The real funny thing is that I did NO os reinstall. So I do not know how/why it happened. My guess is that the PC is running hot and some how has affected the sound card (my PC does seem to heat up fast).

I am going to try the driver approach and see if that works. If not, I will likely buy the new sound card too...unless anyone has any other thoughts.


----------



## Aro (Aug 4, 2003)

Well Anjaba, I have the same problem...but I discovery that the sound card is not the problem.
In my PC i have both Windows 98 and XP in different partitions.
In windows XP the soundmax works fine but in 98 the sound speeds up(obviusly a pitch problem).

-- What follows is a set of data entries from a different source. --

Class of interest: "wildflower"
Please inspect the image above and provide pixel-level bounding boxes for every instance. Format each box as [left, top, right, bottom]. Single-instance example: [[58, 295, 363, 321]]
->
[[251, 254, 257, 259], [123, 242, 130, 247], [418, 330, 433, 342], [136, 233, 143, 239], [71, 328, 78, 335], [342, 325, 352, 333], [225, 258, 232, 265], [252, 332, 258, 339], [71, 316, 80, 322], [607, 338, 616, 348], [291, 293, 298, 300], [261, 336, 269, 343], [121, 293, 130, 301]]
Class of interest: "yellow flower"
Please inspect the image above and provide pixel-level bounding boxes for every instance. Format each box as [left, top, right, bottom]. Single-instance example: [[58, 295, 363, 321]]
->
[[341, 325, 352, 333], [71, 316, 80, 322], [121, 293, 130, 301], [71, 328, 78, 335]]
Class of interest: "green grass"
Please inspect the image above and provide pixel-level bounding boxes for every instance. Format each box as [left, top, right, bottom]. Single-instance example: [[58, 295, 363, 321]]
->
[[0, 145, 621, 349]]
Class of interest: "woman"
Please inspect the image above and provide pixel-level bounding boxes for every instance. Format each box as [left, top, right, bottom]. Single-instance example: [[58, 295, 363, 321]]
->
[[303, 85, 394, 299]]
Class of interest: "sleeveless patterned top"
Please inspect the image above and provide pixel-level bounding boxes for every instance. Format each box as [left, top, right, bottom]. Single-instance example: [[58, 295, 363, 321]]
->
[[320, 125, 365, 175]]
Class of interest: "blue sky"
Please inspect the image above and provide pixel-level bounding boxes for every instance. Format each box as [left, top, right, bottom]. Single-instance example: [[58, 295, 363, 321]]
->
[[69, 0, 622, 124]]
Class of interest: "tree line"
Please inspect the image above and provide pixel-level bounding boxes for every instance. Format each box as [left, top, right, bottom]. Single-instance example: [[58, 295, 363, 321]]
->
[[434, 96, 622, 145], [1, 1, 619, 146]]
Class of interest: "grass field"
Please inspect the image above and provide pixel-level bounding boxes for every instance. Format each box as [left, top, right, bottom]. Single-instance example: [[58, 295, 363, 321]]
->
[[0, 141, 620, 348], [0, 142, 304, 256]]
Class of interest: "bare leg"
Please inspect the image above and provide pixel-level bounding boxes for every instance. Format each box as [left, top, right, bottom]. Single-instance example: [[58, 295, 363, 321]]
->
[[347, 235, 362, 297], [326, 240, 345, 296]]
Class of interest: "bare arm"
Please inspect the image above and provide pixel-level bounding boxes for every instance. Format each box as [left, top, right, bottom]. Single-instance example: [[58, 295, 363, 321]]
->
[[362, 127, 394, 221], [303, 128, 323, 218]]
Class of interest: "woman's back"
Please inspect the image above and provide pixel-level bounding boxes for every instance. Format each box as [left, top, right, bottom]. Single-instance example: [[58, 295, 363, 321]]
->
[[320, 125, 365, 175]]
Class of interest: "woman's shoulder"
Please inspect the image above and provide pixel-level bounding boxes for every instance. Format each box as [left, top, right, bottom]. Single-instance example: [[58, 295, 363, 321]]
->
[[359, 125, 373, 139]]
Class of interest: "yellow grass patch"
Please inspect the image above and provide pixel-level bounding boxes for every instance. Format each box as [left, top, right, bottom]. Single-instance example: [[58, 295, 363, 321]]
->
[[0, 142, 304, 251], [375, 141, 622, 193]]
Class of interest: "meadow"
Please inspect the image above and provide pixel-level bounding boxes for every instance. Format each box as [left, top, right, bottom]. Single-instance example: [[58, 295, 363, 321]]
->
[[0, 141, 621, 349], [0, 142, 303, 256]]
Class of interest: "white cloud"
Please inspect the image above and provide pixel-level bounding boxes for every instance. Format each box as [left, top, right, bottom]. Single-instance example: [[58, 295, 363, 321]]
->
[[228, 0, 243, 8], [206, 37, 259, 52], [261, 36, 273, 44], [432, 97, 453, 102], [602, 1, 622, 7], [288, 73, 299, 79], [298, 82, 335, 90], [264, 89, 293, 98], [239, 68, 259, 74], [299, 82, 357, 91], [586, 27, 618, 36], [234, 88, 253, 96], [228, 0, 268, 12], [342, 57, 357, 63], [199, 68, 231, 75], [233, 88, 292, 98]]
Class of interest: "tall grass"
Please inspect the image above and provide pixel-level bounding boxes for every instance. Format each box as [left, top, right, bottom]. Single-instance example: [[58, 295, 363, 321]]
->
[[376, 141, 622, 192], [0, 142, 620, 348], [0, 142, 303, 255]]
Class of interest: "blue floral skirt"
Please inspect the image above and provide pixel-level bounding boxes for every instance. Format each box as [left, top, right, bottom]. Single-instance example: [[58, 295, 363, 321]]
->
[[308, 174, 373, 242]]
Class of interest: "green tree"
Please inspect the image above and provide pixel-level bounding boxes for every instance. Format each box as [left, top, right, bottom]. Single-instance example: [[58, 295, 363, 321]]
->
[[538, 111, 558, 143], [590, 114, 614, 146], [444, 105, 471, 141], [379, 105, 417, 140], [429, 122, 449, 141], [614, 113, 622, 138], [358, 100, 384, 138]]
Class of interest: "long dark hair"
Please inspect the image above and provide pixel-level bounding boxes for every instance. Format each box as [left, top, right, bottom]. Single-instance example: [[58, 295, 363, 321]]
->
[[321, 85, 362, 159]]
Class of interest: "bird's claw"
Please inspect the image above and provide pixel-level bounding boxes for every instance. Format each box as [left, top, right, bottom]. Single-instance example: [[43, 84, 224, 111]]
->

Well I don´t know if this is the solution but I just find this technical document which seems pretty good and is directly from Intel.

http://support.intel.com/support/motherboards/desktop/d815efv/soundp.htm

I will test it this weekend, if anyone test it before please post a msg so I will not waste my time.

Bye
ARO


----------



## Aro (Aug 4, 2003)

I Solve it!!!!!!!!

The problem was that the INF drivers only works on Windows 98SE and above.
After upgrade the Windows 98 to SE you should install the INF drivers and then SoundMAx drivers.

There´s no need of a fresh install, what I do is remove the audio driver before upgrade and every time W98 ask me to install the audio driver I click on cancel.

Well, I hope this helps someone.

Aro


----------